Vainamoinen: Instead, GOG has now facilitated harassment even more in a forum already known far and wide for the respective social media forms of harassment.
Except no, because it was already easy for anyone who wanted to harass you to do so. The only way GOG could help you is if they made the forums viewable only to people who are logged in, and even that wouldn't protect you from others GOG users.
What GOG did was implement something that lots of people have asked for, and that in the end shows data that either can't be used to hurt you in any way or just duplicates info that was already readily available anyway.
I do not mean to sound callous because I've been the victim of bullying and abuse in my life. But ironically that's precisely why I'm saying what I am: Because as a result of having to think about those concerns from a pragmatic angle, I am aware that the stuff that you're wringing your hands over can't actually hurt you any more than you can already be hurt, and conversely, that the privacy options you're asking for won't actually do much to help you other than being meaningless feel-good things.
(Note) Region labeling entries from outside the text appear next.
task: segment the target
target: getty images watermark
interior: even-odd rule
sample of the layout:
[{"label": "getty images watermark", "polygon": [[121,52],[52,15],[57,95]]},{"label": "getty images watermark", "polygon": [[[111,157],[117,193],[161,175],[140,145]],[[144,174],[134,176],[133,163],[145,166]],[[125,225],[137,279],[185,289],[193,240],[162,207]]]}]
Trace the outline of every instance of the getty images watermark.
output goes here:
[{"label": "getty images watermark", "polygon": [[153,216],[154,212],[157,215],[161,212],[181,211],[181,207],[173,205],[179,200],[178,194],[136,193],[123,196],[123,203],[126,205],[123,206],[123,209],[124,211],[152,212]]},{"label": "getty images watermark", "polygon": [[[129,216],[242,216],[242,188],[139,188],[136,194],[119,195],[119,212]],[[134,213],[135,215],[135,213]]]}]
And I know that isn't what some of you folks want to hear but that doesn't make it any less true. The privacy convo is one that should be had, but profiles like this are too superficial a level to be having it from. You have to dig a lot deeper and broader.
The real privacy issues are things that underpin the entire internet and that neither GOG or FB can solve or even make inroads on singlehandedly. There's reasons why people like political dissidents who genuinely have to hide have to spend practically 24/7 vigilance to do so and why utilities like TOR are so heavy-duty and hard to use properly: Because true privacy is just that hard nowadays, especially if you simultaneously still need the ability to communicate. It's likely not even solvable by technology alone since the web was designed from the word go for easy data sharing to begin with; it will almost certainly require major paradigm shifts in how people approach privacy towards each other.
Doing hysterical things like handwringing over people seeing what games you play or castigating GOG for implementing something that many people actively wanted, doesn't actually solve any of your real privacy issues; it just makes it that much harder to have serious convos about the matter.